Di sela-sela kedekatan Aku dengan perempuan yang bertemu di kedai itu. Aku mendengar kabar dari Ibu, bahwa bendu kecilku yang mencari Ilmu di negeri tetanggapun pulang, mungkin dengan membawa banyak ilmu atau mungkin sekarang dia lupa akan dirinya sendiri. Yang jelas, dengan semangat Aku tak sabar untuk bersua. Kami bersua dirumahku, duduk di sice tepat di beranda rumah. Aku senang mendengarkan cerita dan pengalamannya, bohong atau tidak, yang jelas, teman kecilku dulu, saat ini menjelma menjadi seorang pendongeng yang ulung.

Sampai pada akhirnya giliranku cerita. Aku langsung menceritakan saja soal perempuan yang bertemu Aku di kedai tiga bulan lalu.

“Ngga, Aku bingung."

“Bingung kenapa, Derr?”

Aku ceritakan runtutan cerita tentang perempuan yang bertemu di kedai itu pada Angga.

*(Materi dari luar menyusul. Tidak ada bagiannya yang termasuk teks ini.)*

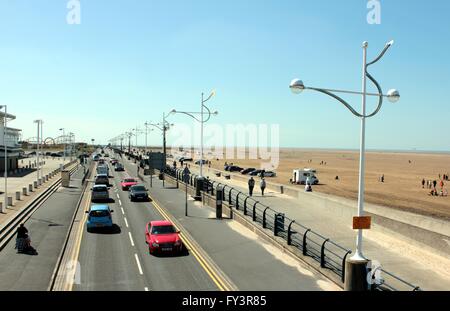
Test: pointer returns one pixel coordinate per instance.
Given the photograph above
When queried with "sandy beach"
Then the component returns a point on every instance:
(403, 173)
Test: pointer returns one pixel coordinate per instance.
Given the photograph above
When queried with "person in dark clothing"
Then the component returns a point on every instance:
(251, 186)
(22, 232)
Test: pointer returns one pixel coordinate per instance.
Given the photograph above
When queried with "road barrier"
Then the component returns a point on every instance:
(7, 232)
(327, 253)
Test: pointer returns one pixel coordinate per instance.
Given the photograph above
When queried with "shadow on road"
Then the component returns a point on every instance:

Lalu Angga menanggapi seperti berikut:

“Derr, kamu tahu soal cinta yang tulus, cinta tanpa pamrih?” “Maksudmu bagaimana?”

“Ya, cinta yang tulus adalah cinta tanpa pamrih. Ketika kamu cinta pada seseorang tetapi kamu masih memiliki tuntutan kepadanya, berarti cintamu tidak tulus, termasuk tuntutan untuk memilikinya. Memang ini di anggap bullshit, tetapi beginilah pada faktanya. Sekarang Aku mau tanya, apa kamu tulus mencintai perempuan itu?”

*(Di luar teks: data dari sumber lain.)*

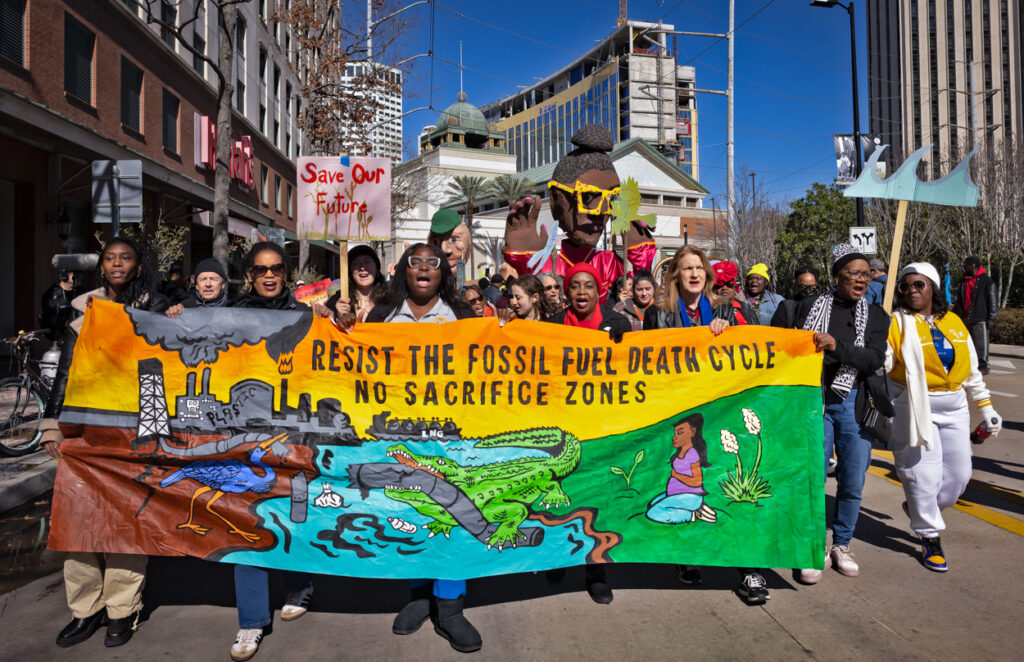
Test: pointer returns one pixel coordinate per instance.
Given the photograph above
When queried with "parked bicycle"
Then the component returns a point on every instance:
(23, 399)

“Sepertinya belum, karena Aku selalu mempermasalahkan soal omongan orang terhadapnya yang selalu menganggap dirinya perempuan nakal. Tapi, dia sudah membawa kenyamanan buat aku, Ngga.” 

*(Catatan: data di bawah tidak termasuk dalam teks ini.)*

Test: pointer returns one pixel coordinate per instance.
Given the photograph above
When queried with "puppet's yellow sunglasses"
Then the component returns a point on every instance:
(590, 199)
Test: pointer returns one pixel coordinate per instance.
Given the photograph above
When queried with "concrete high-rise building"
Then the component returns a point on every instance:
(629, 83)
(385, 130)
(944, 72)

“Kalau begitu. Begini saja, sekarang bukan soal mempermasalahkan dirinya baik atau tidak. Tetapi, sampai mana komitmenmu untuk membawa dirinya dalam kebaikan. Toh, yang orang-orang yang mengatakan dirinya nakal juga belum tentu baik,kan?”

“Hmm... Aku setuju, Ngga. Baiklah kalo gitu, terimakasih ya, Ngga, kamu emang selalu mengerti kondisi Aku sedari dulu. Tidak salah-salah kamu sekolah di negeri orang, kalo solusi berilian selalu kamu dapatkan dalam sebuah permasalahan. Hehe.

“Haha dasar lebay... yaudah, selesai kan dilema yang selalu membuat kamu sulit tidur itu.” Olokan disertai tepukan pada bahu Derra.

“Iya – iya, Ngga. Ternyata setelah mendapatkan solusi dari kamu, Aku menyadari bahwa setelah Aku dan Dia berdekatan, yang jauh hanyalah prasangka. Haha.” Tergelak tawa.

Dengan membawa sedikit rasa tenang dan lega, Aku dan Angga melanjutkan pembicaraan yang entah kapan akan berakhir.